The EU began sanctions against Venezuela in November 2017 with an arms embargo, and escalated its sanctions with asset freezes and travel bans on seven Venezuelan officials in January 2018 and eleven in June 2018. In November 2018, these were renewed for another year, maintaining the arms embargo and continuing sanctions on the 18 individuals already targeted.

The US sanctions began with an enabling Act of Congress in 2014, followed by an executive order in March 2015, both solely concerned with assets freezes and limits on US entry of Venezuelan officials involved in violence and illegality. Further US sanctions in August 2017, March 2018, and May 2018 forbade US citizens from buying Venezuelan government or state oil company debt and buying the (largely imaginary) Petro cryptocurrency. Considering that Venezuela and PDVSA are currently defaulting on $52 billion of bonds, one would not think that investors needed further discouragement from the US government.

In November 2018, an executive order was issued allowing the US to sanction persons and entities involved in corruption.

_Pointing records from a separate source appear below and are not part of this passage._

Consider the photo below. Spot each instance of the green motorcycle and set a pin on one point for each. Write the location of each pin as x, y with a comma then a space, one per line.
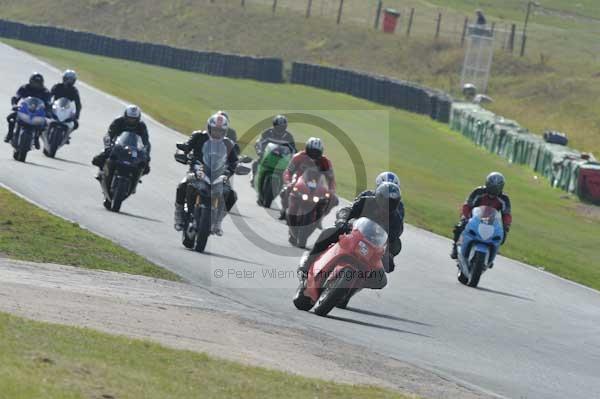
269, 172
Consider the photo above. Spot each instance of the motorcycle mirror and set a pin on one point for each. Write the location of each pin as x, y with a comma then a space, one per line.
242, 170
181, 158
245, 159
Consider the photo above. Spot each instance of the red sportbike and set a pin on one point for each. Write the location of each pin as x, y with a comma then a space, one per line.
351, 264
308, 201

As part of the anti-corruption drive, in January 2019 sanctions were imposed on 7 persons and 23 entities involved in a corrupt foreign exchange scheme. Most dramatically, less than a week ago on the 28th of January 2019, the USA announced that payments from US entities for Venezuelan oil would not be made to the Maduro regime, but only to a legitimate Venezuelan government. This was because PDVSA, Venezuela’s state oil company, had become nothing more than a money laundering operation for the regime.

Venezuela’s economic collapse of approximately 50% has been spectacular, comparable to the effect of the Second World War on Germany and Japan, but both countries had endured years of total war: Japan had been bombed with atomic weapons twice. To equate an arms embargo and sanctions on corrupt officials with the aftermath of the deadliest conflict in human history is absurd. Granted, the belated sanctioning of PDVSA by the US this past week will have some effect. But the economic collapse began at the latest in 2014, and the economy already lies in ruins. Their imposition is an addendum to the crisis, not the cause.